Namespace Lucene.Net.Analysis.Snowball

Classes

SnowballAnalyzer

Filters StandardTokenizer with StandardFilter, LowerCaseFilter, StopFilter and SnowballFilter.

Available stemmers are listed in org.tartarus.snowball.ext. The name of a stemmer is the part of the class name before "Stemmer", e.g., the stemmer in EnglishStemmer is named "English".

NOTE: This class uses the same LuceneVersion dependent settings as StandardAnalyzer, with the following addition:

As of 3.1, uses TurkishLowerCaseFilter for Turkish language.

SnowballFilter

A filter that stems words using a Snowball-generated stemmer.

Available stemmers are listed in Lucene.Net.Tartarus.Snowball.Ext.

NOTE: SnowballFilter expects lowercased text.

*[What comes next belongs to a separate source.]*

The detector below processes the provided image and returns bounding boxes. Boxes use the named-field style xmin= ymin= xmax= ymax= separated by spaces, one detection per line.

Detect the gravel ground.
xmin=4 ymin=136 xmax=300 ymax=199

For the Turkish language, see TurkishLowerCaseFilter.
For other languages, see LowerCaseFilter.

Note: This filter is aware of the KeywordAttribute. To prevent certain terms from being passed to the stemmer IsKeyword should be set to true in a previous TokenStream. Note: For including the original term as well as the stemmed version, see KeywordRepeatFilterFactory

SnowballPorterFilterFactory

Factory for SnowballFilter, with configurable language

Note: Use of the "Lovins" stemmer is not recommended, as it is implemented with reflection.

<fieldType name="text_snowballstem" class="solr.TextField" positionIncrementGap="100">
  <analyzer>
    <tokenizer class="solr.StandardTokenizerFactory"/>
    <filter class="solr.LowerCaseFilterFactory"/>
    <filter class="solr.SnowballPorterFilterFactory" protected="protectedkeyword.txt" language="English"/>
  </analyzer>
</fieldType>